Neither the writer nor Good Dog! Magazine received compensation for this review.

By Christine Boswell

If you are wondering why raised bowls matter for pets, especially taller ones, the answer lies in their tummies. If a dog has to bend their head lower than their stomach they may develop digestive issues including gas, bloating, and in some awful cases twisting of the gut. None of these are fun, and the gut twisting will result in an expensive and painful surgery for your pooch if it doesn’t kill them first. I’m sure there are many more benefits to the raised food bowl, but those are the big three for us, and we figured they would be on the top of your list too.

Our Decision Process

We had already had a not too thrilling experience trying to find a raised bowl for Helen with very little positive outcome, and had pretty given up hope that anything decent was available in the sizes we would need. However, Ozarks Fehr Trade Originals managed to catch our eye. Their products are not only gorgeous, they also fit together in compact fashion appropriate for our compact lifestyle (we are working on fitting everything into a camper so that we can travel whenever we want) and they are made from recycled or ecofriendly materials, which is a huge plus for us. I was super excited to find out that their bowls would not make Charlotte (our resident reason why we can’t have nice things) sick if she chews on them some, as they are triple-coated in a varnish that is non-toxic, non-allergenic, asthma-friendly, has zero VOCs, is odorless, and organic.

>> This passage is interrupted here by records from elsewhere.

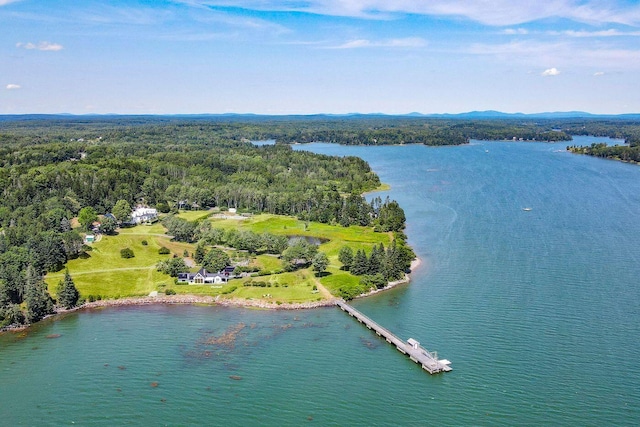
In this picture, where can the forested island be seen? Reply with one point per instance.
(223, 203)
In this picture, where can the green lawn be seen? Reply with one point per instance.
(106, 274)
(194, 215)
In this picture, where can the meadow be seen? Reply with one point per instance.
(104, 274)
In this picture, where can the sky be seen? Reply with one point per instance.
(319, 56)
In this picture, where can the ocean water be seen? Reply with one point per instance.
(538, 310)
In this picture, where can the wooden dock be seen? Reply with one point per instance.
(412, 348)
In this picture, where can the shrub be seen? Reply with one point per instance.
(126, 253)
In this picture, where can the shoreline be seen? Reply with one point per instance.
(406, 279)
(189, 299)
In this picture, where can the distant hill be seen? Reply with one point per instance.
(471, 115)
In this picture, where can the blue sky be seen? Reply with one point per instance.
(319, 56)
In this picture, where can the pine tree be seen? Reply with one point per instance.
(375, 260)
(68, 294)
(199, 254)
(39, 302)
(360, 263)
(345, 256)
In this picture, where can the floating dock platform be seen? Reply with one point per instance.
(412, 348)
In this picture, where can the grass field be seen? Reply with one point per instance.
(104, 273)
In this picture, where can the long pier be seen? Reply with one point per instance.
(412, 348)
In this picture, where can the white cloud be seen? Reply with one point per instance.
(601, 33)
(515, 31)
(563, 54)
(494, 12)
(550, 72)
(44, 46)
(408, 42)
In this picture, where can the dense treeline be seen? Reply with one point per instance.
(616, 152)
(627, 130)
(52, 172)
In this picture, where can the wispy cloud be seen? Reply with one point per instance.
(45, 46)
(550, 72)
(495, 12)
(564, 53)
(408, 42)
(601, 33)
(516, 31)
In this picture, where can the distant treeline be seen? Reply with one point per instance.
(53, 171)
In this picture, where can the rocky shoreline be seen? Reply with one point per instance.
(209, 300)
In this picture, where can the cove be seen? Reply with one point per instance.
(538, 311)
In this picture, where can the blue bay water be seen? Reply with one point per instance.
(539, 312)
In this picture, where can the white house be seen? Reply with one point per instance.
(141, 215)
(203, 277)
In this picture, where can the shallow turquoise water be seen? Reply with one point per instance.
(539, 312)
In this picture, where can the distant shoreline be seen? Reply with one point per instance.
(216, 301)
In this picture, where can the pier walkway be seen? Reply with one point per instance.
(411, 347)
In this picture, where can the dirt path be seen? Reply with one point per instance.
(323, 291)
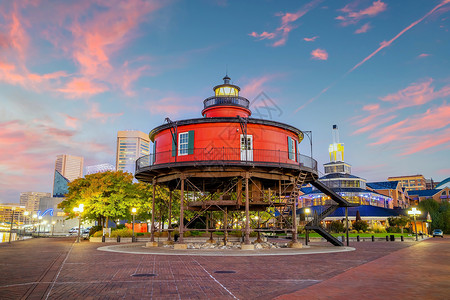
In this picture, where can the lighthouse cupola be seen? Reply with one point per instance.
(226, 102)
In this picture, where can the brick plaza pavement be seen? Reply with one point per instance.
(57, 268)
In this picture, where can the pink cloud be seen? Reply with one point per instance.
(351, 16)
(172, 105)
(444, 172)
(436, 141)
(72, 122)
(311, 39)
(363, 29)
(373, 123)
(27, 159)
(319, 54)
(282, 32)
(256, 85)
(99, 30)
(410, 129)
(385, 44)
(264, 35)
(416, 94)
(95, 113)
(371, 107)
(82, 87)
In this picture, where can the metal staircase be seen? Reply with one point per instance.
(295, 193)
(315, 223)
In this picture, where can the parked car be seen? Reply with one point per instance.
(73, 230)
(438, 232)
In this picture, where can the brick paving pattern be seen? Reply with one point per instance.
(60, 269)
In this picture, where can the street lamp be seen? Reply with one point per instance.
(79, 210)
(27, 220)
(53, 227)
(415, 213)
(133, 213)
(39, 222)
(12, 221)
(307, 212)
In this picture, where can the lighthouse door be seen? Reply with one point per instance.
(247, 149)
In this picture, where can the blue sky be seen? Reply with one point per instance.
(73, 73)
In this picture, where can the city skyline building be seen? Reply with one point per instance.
(69, 166)
(372, 206)
(31, 200)
(411, 182)
(67, 169)
(99, 168)
(131, 144)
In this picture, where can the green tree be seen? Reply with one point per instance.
(439, 212)
(360, 225)
(107, 195)
(400, 221)
(336, 226)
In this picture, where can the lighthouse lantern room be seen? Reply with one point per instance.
(230, 163)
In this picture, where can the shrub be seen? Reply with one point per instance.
(97, 233)
(360, 225)
(94, 229)
(336, 226)
(380, 230)
(393, 229)
(196, 233)
(124, 232)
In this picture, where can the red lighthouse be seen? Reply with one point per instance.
(229, 162)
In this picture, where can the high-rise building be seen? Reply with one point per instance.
(69, 166)
(99, 168)
(131, 145)
(411, 182)
(30, 200)
(67, 169)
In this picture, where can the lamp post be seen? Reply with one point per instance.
(133, 213)
(26, 221)
(415, 213)
(307, 211)
(79, 210)
(39, 222)
(34, 222)
(53, 227)
(43, 223)
(12, 221)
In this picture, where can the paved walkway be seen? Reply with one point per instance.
(60, 269)
(139, 248)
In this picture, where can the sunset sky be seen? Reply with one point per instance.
(73, 73)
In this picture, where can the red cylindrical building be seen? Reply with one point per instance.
(237, 162)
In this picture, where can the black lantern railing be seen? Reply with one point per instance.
(233, 100)
(225, 155)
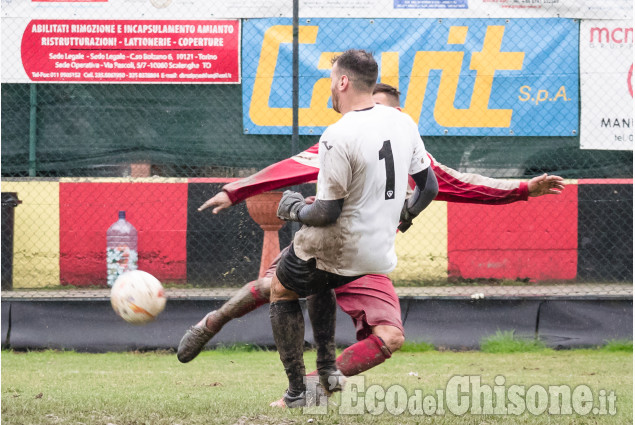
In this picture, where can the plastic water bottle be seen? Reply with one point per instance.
(121, 248)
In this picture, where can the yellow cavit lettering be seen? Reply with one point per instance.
(318, 114)
(486, 62)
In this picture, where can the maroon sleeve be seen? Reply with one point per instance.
(472, 188)
(301, 168)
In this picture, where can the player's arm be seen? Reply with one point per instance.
(455, 186)
(301, 168)
(426, 190)
(293, 207)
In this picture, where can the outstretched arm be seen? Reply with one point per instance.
(545, 185)
(301, 168)
(455, 186)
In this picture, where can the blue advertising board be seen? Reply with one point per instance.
(460, 77)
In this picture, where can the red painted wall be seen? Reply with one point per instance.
(157, 210)
(536, 239)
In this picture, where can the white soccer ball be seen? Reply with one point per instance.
(137, 297)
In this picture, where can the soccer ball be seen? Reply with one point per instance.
(137, 297)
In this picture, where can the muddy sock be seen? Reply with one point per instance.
(246, 299)
(287, 324)
(363, 355)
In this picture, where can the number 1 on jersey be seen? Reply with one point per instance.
(385, 153)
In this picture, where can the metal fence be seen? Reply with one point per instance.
(151, 107)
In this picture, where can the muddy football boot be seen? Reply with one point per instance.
(290, 402)
(332, 382)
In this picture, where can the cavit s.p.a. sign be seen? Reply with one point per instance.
(466, 77)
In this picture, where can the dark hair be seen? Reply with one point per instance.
(360, 66)
(387, 89)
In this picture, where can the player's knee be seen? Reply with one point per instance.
(396, 342)
(263, 286)
(391, 335)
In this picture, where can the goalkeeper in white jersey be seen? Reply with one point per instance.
(349, 231)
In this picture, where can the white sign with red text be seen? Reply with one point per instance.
(138, 51)
(606, 85)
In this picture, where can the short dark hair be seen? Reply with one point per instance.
(361, 67)
(387, 89)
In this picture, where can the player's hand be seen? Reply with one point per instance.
(405, 220)
(290, 205)
(219, 202)
(545, 185)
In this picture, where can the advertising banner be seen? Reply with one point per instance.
(126, 51)
(606, 85)
(462, 77)
(195, 9)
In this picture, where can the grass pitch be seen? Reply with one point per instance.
(235, 387)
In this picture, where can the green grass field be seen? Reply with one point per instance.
(235, 387)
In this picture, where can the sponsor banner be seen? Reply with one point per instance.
(126, 51)
(606, 85)
(194, 9)
(467, 77)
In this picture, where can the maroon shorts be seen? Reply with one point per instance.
(370, 300)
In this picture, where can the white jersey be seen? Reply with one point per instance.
(365, 159)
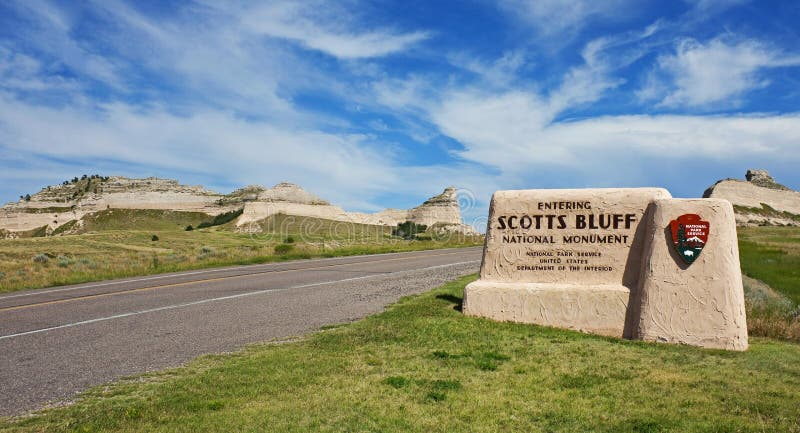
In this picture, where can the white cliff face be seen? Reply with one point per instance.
(441, 210)
(58, 204)
(750, 196)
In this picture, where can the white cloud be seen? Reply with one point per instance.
(305, 23)
(514, 133)
(51, 34)
(716, 72)
(558, 17)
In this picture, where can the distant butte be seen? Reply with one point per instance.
(759, 200)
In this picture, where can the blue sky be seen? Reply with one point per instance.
(381, 104)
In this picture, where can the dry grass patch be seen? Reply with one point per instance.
(423, 366)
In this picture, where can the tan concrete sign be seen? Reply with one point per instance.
(583, 259)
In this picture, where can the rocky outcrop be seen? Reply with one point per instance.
(759, 200)
(441, 211)
(56, 205)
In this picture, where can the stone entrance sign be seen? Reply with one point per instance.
(584, 259)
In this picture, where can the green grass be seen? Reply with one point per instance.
(118, 243)
(772, 255)
(423, 366)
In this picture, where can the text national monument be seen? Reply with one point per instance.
(625, 262)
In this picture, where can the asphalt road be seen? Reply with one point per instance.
(57, 342)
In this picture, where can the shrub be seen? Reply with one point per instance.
(64, 261)
(282, 249)
(41, 258)
(408, 230)
(221, 219)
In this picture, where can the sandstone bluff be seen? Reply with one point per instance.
(759, 200)
(57, 205)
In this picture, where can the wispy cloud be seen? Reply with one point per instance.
(699, 74)
(556, 17)
(318, 26)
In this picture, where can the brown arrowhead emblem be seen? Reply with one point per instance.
(689, 236)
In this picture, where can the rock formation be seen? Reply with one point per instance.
(56, 205)
(759, 200)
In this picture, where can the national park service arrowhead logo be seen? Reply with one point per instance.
(689, 236)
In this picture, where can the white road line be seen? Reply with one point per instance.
(223, 298)
(206, 271)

Picking the Right Size Bowl for Your Dog

First off, the right raised bowl height really makes a difference. If the bowl is too high, your pooch can’t get to all their noms or has to stand on tippy toe like a ballet dancer, and who wants to eat their food like that? If too low, you’ll run into the same issues as not having the raised bowl in the first place. That is why we highly recommend that you measure the length of your dog’s legs three times to make sure you get the right number for the sizing chart. Sadly, our Manly Stan Lee is just too gigantic for OFTO’s largest bowl. Never fear though– they are working on making a jumbo-sized bowl for all of us jumbo sized dog owners soon!

See here for measuring instructions:
https://www.ofto.us/pages/measure

Opening Our Box

Due to our unique situation with the gigantic Stan Lee, we spent some time getting to know the lovely people at OFTO, and were really surprised when we received not one… but three bowls in our box! The 7” tall bowl was the one we were expecting for Helen, and it was exactly perfect for our senior pup. She was able to find and use the bowl without any spills, trips over said bowl, or having to stretch up on tip toe.

We also received a teacup sized bowl which is 3 inches tall for our itty-bitty kitty cat, Ylva (she has perpetual kitten syndrome). Of the animals, she loved her bowl the most! She has transitioned completely and always gobbles all of her food up and nuzzles the bowls as if saying, “Thank you for the nomz.”

The tallest bowl is 12 inches tall and was supposed to be tried out by Charlotte. However, she and Stan Lee are afraid of the bowl, and are working on coming around to the newness of it.  She did sniff it today, and Stan Lee didn’t skitter out of the room when he noticed it (did I mention that all of our pups are rescues? These two were gotten young, but still have a few scars from being rehomed/saved). I feel that once she and Stan Lee get over their aversion to the newness, they will love the bowls as much as we do.

We also selected the “In Case of Emergency” kits to test out. I have previous experience with fire-fighting and wanted to see if these were better than the other “we have pets inside” stickers out there. Not only were they more durable, but they are one of the only reflective I.C.E. pet kits out there. The ID badges are great, and have places to put your pets name, an emergency contact, your name, and your veterinarian’s name. It also comes with extras for those of us who tend to think faster than they write and mess up hand written stuff, and a way to laminate the card and protect it. There are also two key rings to put on your keys so that EMS personnel can know to check your wallet for your I.C.E. card. The only change I would make would be to the sticker. I wish there was a way to mark green, yellow, and red for friendly, shy, and aggressive. I know I would like to know what I’m walking into if I needed to go get someone’s pet out of their house for them. Aside from that, I love them!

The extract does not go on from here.